Lots of genes show a male or female bias – expressed more in either males or females – no matter what chromosome they’re on. As you might expect, we find intermediate levels of these genes expressed in species where males battle for female approval. Dominant males tend to be bigger, louder, and more colourful than subordinate males. The “lesser males” of various species may get less chances to mate, or even forgo reproduce altogether to serve the alpha, but are nonetheless bona fide males according to their sex chromosomes. Differences lie only in how strongly ‘demasculinised’ or ‘feminised’ the rest of their sex-biased genes are.

Suddenly we see that sex determination is a profoundly complex business! In humans, the SRY gene (on the Y chromosome) will determine whether an embryo’s gonads try to develop into testes. These testes will then start producing hormones that are typical for a human male. But it’s more complicated than that! Like having central heating and air conditioning continually work against each other, female-bias genes on other chromosomes keep pushing gonadal development towards ovaries. Sure, SRY puts testes on the cards, but genes like DAX1 (on the X chromosome) will attempt to build ovaries at the same time! Any chance duplication or up-regulation of the DAX1 gene can overpower SRY’s influence. Such individuals could go on to develop ovaries, even though they possess a Y chromosome.

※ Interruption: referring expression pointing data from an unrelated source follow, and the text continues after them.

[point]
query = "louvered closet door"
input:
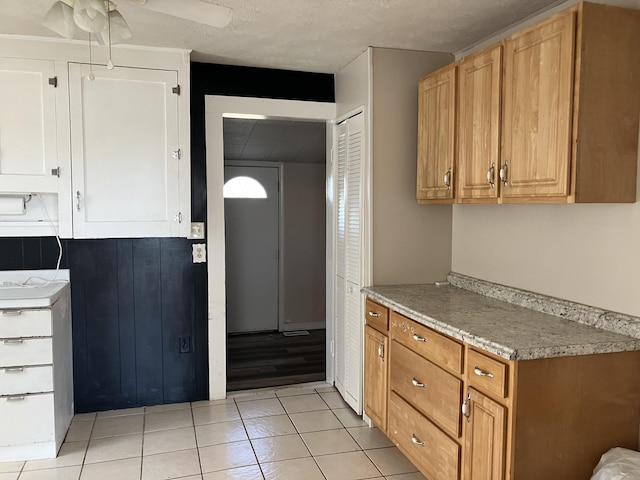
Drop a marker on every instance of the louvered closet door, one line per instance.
(349, 261)
(341, 252)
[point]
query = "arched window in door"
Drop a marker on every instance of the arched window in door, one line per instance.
(243, 187)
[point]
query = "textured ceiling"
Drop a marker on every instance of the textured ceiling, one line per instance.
(274, 140)
(306, 35)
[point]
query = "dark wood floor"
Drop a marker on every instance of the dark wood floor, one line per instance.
(271, 359)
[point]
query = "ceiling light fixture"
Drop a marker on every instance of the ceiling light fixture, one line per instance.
(98, 17)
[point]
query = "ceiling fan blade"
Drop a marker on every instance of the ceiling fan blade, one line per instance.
(200, 11)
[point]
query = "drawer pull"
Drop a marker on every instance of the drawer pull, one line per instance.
(416, 383)
(416, 441)
(14, 370)
(466, 408)
(16, 398)
(481, 373)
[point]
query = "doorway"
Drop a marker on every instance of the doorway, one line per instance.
(252, 218)
(216, 108)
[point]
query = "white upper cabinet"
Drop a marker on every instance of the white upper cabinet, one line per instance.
(28, 150)
(125, 152)
(102, 158)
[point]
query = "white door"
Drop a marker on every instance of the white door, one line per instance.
(28, 146)
(252, 248)
(124, 132)
(348, 309)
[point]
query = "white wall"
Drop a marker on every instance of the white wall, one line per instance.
(304, 245)
(584, 253)
(411, 242)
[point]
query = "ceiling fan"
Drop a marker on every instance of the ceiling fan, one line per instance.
(200, 11)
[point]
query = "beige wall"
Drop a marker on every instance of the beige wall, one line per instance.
(411, 242)
(304, 244)
(584, 253)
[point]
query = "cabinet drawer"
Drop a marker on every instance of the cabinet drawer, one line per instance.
(19, 380)
(25, 323)
(434, 392)
(16, 352)
(433, 452)
(376, 316)
(26, 419)
(487, 374)
(432, 345)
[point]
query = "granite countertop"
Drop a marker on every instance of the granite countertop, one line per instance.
(507, 330)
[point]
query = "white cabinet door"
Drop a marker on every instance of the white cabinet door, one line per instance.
(28, 148)
(125, 152)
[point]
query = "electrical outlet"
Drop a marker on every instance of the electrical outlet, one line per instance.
(199, 253)
(184, 344)
(197, 231)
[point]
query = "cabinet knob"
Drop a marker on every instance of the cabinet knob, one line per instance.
(481, 373)
(418, 338)
(491, 174)
(466, 407)
(504, 171)
(447, 179)
(416, 383)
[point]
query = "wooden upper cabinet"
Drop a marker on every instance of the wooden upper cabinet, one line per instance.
(537, 109)
(572, 107)
(480, 83)
(436, 136)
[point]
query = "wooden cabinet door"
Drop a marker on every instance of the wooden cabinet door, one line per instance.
(537, 126)
(436, 136)
(125, 152)
(28, 144)
(376, 363)
(480, 83)
(484, 434)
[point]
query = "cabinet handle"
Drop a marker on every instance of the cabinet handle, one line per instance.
(447, 179)
(466, 408)
(416, 383)
(481, 373)
(491, 173)
(504, 171)
(15, 398)
(416, 441)
(14, 370)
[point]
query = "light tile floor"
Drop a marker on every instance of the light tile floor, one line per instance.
(304, 432)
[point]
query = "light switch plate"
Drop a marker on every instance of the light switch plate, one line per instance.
(197, 231)
(199, 252)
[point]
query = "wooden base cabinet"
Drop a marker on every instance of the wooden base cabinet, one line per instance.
(461, 413)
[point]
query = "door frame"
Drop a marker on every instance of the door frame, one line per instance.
(216, 108)
(278, 165)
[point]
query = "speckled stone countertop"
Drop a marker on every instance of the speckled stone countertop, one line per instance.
(497, 326)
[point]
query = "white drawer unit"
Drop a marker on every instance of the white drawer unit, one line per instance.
(23, 379)
(16, 352)
(36, 370)
(25, 323)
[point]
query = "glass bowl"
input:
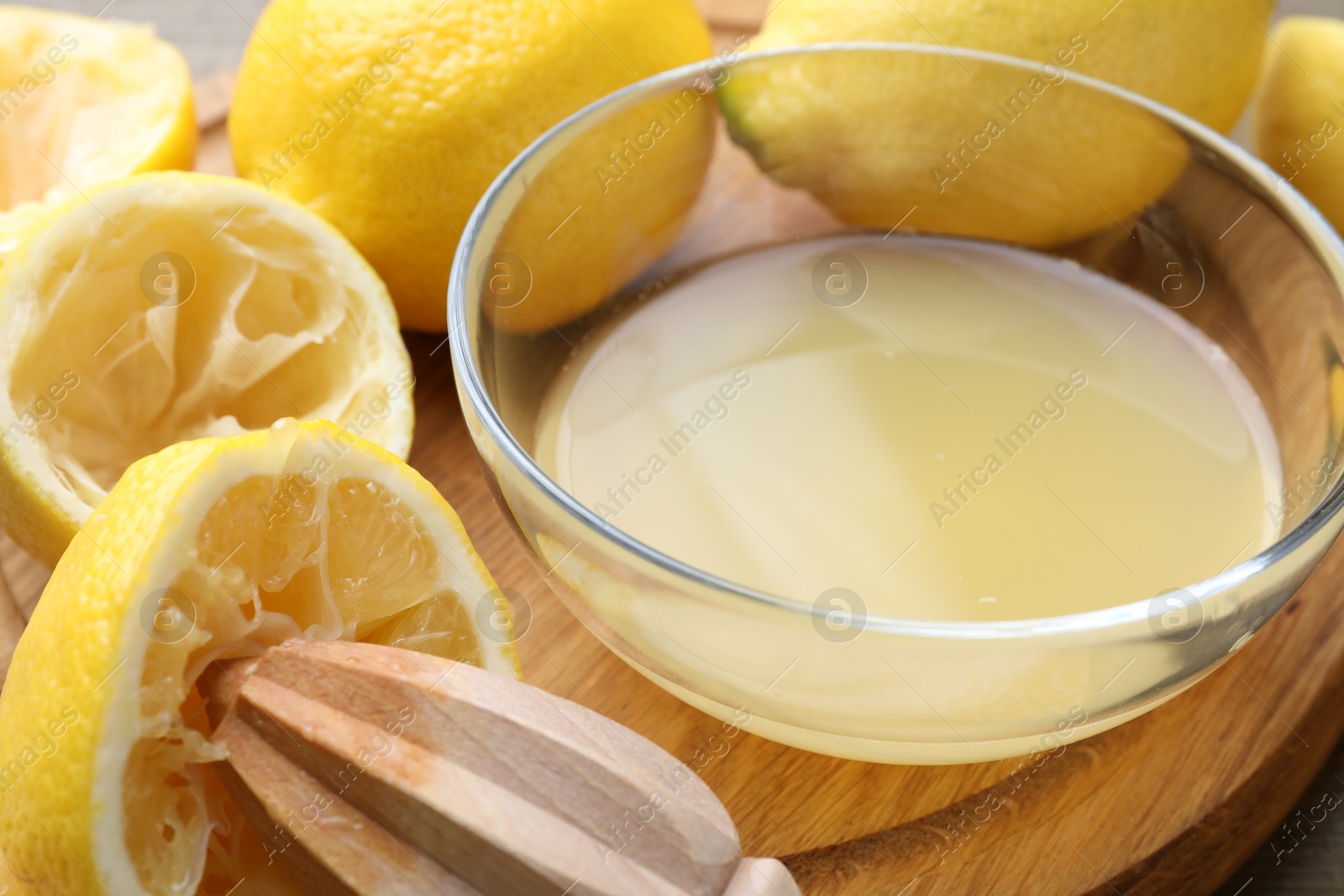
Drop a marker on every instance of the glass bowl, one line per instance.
(842, 139)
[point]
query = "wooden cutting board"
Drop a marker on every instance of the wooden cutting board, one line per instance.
(1171, 802)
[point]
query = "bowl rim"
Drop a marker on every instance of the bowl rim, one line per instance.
(1310, 224)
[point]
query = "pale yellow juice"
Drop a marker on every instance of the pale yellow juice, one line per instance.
(947, 429)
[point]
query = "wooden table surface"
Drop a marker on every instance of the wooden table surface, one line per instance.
(213, 33)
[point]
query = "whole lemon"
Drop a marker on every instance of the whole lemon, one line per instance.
(391, 117)
(1200, 56)
(1297, 110)
(968, 145)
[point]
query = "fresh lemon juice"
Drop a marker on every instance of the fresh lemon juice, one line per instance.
(944, 429)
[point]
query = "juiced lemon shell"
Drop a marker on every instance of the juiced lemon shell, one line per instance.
(214, 547)
(170, 307)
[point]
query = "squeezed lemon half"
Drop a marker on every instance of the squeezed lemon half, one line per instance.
(208, 550)
(170, 307)
(84, 101)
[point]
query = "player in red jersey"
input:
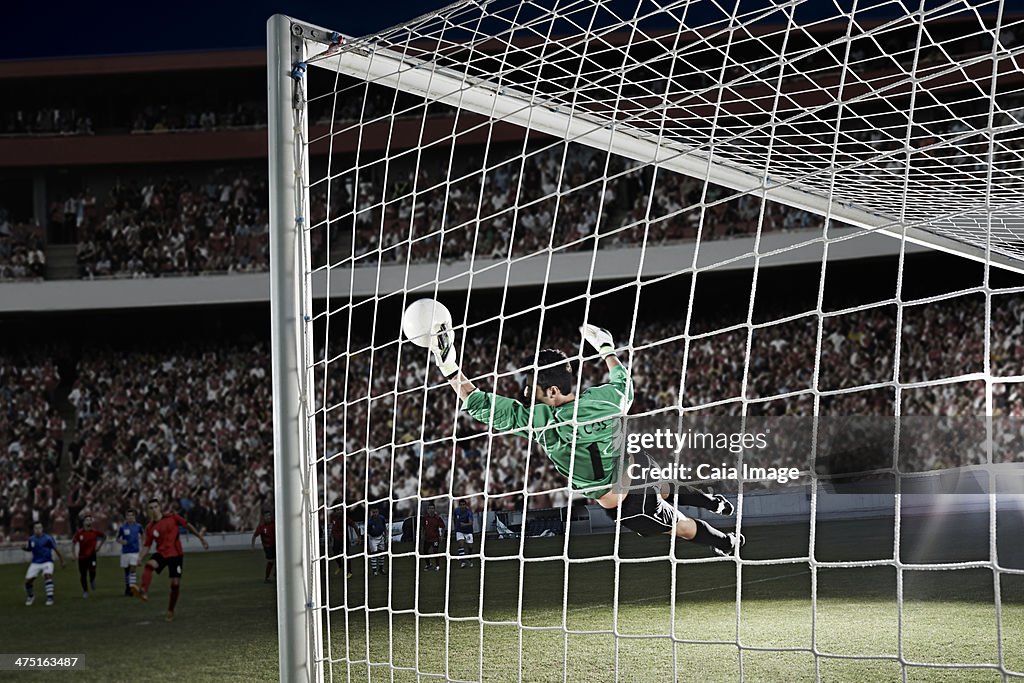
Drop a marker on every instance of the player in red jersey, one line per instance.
(433, 527)
(267, 537)
(164, 528)
(89, 541)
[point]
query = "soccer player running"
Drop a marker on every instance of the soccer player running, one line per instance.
(130, 537)
(433, 527)
(88, 541)
(464, 531)
(585, 435)
(267, 537)
(42, 546)
(377, 527)
(164, 528)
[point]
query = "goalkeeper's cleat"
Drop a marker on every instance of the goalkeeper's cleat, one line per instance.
(724, 506)
(736, 541)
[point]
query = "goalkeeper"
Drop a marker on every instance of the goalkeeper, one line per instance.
(586, 436)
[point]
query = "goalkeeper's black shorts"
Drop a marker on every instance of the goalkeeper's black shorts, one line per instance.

Another gene, called DMRT1, also plays an important role in the development of testis. This stays active after gonad development is complete. If the effect of this gene is removed at any point in a male’s life, reproductive cells will revert back into ovary cells, effectively changing the sex of the individual. In females, outspoken male-bias genes like DMRT1 must be continually silenced! Sex isn’t a question of yes or no, off or on, its an ongoing cacophony of voices. Why would our bodies operate in such a chaotic way, maintaining the potential to take on characteristics of the opposite sex long after maturity? The mechanism is surely a hangover from our fishy sex-swapping origins, but there’s no concrete answer to why it’s been preserved. 

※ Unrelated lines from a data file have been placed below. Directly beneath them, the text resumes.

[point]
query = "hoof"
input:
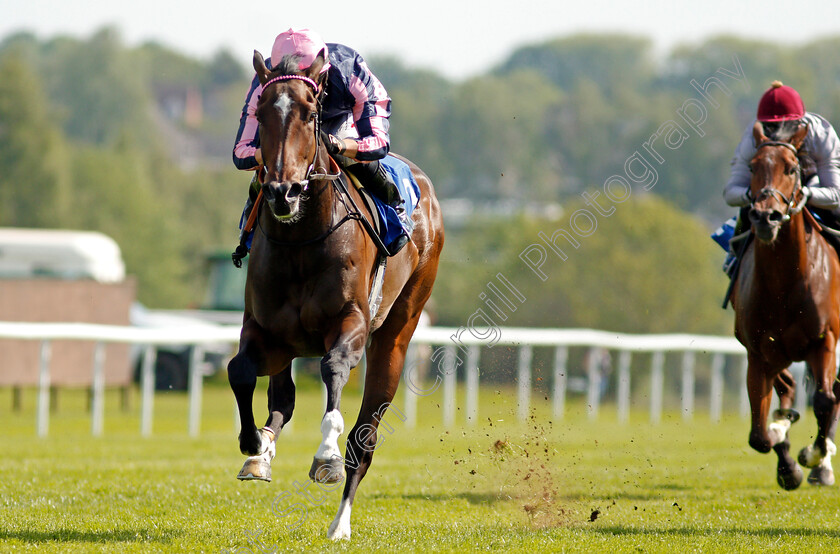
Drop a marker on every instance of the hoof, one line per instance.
(822, 476)
(256, 467)
(809, 456)
(789, 480)
(327, 471)
(788, 414)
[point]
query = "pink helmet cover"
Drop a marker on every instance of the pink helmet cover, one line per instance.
(300, 42)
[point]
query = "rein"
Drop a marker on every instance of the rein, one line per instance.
(792, 209)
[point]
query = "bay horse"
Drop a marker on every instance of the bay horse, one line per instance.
(308, 286)
(787, 308)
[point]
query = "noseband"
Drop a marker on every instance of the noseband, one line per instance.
(792, 209)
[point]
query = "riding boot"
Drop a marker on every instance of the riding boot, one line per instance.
(244, 246)
(374, 177)
(377, 180)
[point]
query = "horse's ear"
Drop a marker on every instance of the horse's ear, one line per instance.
(799, 136)
(314, 70)
(260, 68)
(758, 133)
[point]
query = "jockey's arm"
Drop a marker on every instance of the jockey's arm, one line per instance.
(825, 187)
(736, 192)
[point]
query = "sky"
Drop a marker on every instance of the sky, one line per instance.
(456, 38)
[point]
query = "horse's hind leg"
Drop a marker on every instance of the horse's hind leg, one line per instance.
(788, 473)
(760, 381)
(344, 354)
(818, 456)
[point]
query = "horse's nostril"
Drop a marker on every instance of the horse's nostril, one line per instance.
(294, 191)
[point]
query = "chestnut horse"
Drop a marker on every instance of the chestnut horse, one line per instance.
(308, 286)
(787, 308)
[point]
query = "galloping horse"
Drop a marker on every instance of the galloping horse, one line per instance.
(787, 308)
(308, 287)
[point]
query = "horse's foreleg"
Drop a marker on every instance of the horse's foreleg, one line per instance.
(759, 389)
(818, 456)
(760, 381)
(788, 474)
(281, 400)
(345, 354)
(252, 360)
(242, 376)
(386, 357)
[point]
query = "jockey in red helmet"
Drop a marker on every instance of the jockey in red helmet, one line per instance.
(781, 112)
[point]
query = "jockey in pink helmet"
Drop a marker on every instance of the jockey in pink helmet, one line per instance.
(781, 111)
(355, 111)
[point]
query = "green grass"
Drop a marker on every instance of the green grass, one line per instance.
(532, 487)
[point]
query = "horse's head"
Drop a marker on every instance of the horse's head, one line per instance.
(776, 186)
(288, 115)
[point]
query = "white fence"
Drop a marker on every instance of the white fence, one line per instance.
(450, 343)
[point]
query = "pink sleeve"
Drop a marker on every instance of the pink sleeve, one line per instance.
(247, 137)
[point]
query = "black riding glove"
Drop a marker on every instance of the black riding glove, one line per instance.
(335, 146)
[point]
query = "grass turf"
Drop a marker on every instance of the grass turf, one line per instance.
(567, 485)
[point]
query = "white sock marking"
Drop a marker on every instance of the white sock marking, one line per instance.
(331, 428)
(340, 527)
(778, 431)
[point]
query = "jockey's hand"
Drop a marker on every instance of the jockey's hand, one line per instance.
(335, 146)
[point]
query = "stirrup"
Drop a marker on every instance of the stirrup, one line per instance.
(398, 244)
(238, 255)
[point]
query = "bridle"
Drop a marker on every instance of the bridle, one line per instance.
(792, 209)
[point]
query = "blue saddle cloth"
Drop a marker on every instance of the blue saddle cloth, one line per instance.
(392, 227)
(725, 232)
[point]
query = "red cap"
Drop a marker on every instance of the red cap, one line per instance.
(780, 103)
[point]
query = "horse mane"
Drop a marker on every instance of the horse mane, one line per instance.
(287, 65)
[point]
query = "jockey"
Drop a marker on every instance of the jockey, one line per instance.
(355, 109)
(781, 111)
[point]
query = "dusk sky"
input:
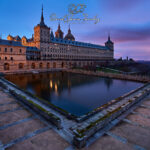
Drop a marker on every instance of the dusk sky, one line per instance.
(128, 22)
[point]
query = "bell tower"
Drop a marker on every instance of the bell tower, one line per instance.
(41, 31)
(109, 44)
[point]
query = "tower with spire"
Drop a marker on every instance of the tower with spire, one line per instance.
(109, 44)
(69, 35)
(59, 34)
(41, 31)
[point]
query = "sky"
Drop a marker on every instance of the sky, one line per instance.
(127, 21)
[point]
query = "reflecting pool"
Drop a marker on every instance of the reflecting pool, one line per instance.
(77, 94)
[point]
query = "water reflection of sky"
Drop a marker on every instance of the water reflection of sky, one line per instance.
(78, 94)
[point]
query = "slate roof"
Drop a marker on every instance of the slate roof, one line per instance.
(32, 49)
(76, 43)
(10, 43)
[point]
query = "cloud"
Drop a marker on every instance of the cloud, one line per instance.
(119, 34)
(120, 5)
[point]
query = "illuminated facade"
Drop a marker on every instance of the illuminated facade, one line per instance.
(44, 50)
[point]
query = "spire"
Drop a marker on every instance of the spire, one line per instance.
(69, 30)
(42, 18)
(109, 37)
(59, 26)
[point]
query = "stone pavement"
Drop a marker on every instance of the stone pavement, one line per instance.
(22, 130)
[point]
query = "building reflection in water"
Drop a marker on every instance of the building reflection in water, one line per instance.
(78, 94)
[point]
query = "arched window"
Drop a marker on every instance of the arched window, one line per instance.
(33, 66)
(6, 66)
(20, 66)
(48, 65)
(40, 65)
(54, 64)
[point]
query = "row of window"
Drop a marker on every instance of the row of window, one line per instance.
(6, 58)
(10, 50)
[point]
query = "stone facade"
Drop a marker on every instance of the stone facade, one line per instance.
(44, 51)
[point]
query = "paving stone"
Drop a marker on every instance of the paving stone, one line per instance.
(140, 120)
(9, 107)
(19, 130)
(108, 143)
(13, 117)
(48, 140)
(134, 134)
(143, 111)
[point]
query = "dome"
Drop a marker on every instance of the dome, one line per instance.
(10, 38)
(69, 36)
(59, 33)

More layers of complexity arise when we realise that every hormone needs a corresponding receptor for its effect to be felt. For example, androgen receptors allow the “male hormone” testosterone to bestow its effects on development. Yet all the genes for building these receptors are located on the X chromosome. The “female chromosome” contains the receptor for testosterone! Concepts of specific “male and female behaviours and characteristics” become rather watery with so many sex-bias genes interacting with each other. Adding the complexities of human cultural and sociobiological evolution to the pot gives us plenty of incentive to retire old-fashioned male/female stereotypes. There simply are no robust reasons for assigning gender-appropriate behaviours or aesthetics.

“Culture tends to argue that it forbids only that which is unnatural. But from a biological perspective, nothing is unnatural. Whatever is possible is by definition also natural. A truly unnatural behaviour, one that goes against the laws of nature, simply cannot exist, so it would need no prohibition.”

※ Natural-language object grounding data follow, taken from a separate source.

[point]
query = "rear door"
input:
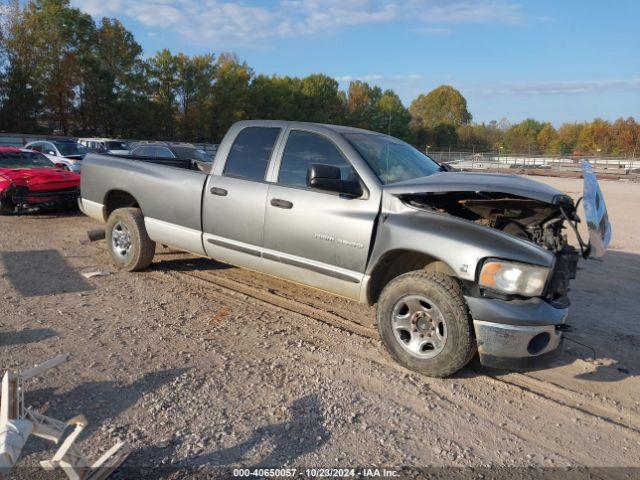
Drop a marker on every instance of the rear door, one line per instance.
(315, 237)
(234, 198)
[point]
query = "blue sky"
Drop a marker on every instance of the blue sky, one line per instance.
(563, 60)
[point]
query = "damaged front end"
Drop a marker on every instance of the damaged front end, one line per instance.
(19, 199)
(539, 222)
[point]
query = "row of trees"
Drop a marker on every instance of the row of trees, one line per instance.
(61, 72)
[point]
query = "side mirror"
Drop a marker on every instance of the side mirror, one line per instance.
(328, 178)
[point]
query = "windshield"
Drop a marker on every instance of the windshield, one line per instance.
(24, 160)
(71, 148)
(191, 153)
(117, 145)
(391, 159)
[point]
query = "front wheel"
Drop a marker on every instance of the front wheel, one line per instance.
(129, 244)
(6, 206)
(424, 323)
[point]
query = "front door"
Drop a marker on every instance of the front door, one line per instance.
(234, 200)
(313, 237)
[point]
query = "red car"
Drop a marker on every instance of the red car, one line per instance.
(28, 181)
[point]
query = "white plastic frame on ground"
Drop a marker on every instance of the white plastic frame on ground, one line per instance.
(18, 422)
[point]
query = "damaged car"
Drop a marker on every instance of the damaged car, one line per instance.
(28, 181)
(456, 262)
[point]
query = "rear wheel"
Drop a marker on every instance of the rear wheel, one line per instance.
(127, 240)
(424, 323)
(6, 206)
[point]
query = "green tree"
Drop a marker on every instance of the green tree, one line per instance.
(547, 139)
(323, 103)
(595, 137)
(626, 134)
(568, 135)
(61, 37)
(275, 97)
(162, 72)
(444, 104)
(111, 73)
(392, 117)
(194, 89)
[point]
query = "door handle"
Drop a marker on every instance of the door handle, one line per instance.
(276, 202)
(219, 191)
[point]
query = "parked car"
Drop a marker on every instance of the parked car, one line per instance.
(176, 154)
(28, 180)
(456, 262)
(105, 145)
(66, 153)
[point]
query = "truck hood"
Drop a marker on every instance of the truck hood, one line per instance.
(477, 182)
(37, 178)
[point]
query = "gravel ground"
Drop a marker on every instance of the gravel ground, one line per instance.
(199, 365)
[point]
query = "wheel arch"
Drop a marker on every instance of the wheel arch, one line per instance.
(397, 262)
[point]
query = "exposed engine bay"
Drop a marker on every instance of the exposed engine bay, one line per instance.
(538, 222)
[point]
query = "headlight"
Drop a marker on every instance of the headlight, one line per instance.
(513, 277)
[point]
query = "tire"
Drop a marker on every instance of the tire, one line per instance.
(6, 206)
(425, 324)
(128, 243)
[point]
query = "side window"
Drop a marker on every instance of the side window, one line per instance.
(141, 152)
(250, 153)
(48, 148)
(304, 149)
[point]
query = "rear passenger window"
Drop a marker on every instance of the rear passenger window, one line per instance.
(304, 149)
(250, 153)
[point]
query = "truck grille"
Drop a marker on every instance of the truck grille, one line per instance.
(564, 272)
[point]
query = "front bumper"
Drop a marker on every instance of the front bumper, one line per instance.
(23, 198)
(516, 333)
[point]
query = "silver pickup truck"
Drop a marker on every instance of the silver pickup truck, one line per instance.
(456, 262)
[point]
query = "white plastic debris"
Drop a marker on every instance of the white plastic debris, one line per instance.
(18, 422)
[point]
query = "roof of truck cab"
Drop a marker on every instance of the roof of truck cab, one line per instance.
(292, 123)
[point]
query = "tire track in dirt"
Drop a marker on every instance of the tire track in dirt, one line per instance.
(548, 391)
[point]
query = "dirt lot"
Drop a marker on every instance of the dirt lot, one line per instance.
(201, 365)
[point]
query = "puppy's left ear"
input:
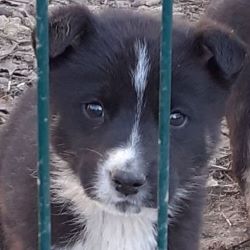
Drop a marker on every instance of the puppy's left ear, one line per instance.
(221, 50)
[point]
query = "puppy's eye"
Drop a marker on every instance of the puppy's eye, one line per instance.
(93, 110)
(177, 119)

– Yuval Noah Harari, Sapiens

While people love to assign tidy labels to each other, there’s a huge middle ground between ‘male’ and ‘female’ that relies on fluctuating hormone levels, the shape of someone’s genitalia, and the arbitrary nature of genetic traits. Sex and gender are not simple concepts – there’s a world of variation between the two piles. Whether a particular individual or culture has come to appreciate this seems irrelevant. Just because we’ve recently invented an assortment of modern labels, if LGBTQ+ individuals exist today, they’ve always existed, at every point in human history. Such diversity is a natural part of any species with a healthy, dynamic, complex, haphazard, and utterly beautiful system for determining ‘sex’.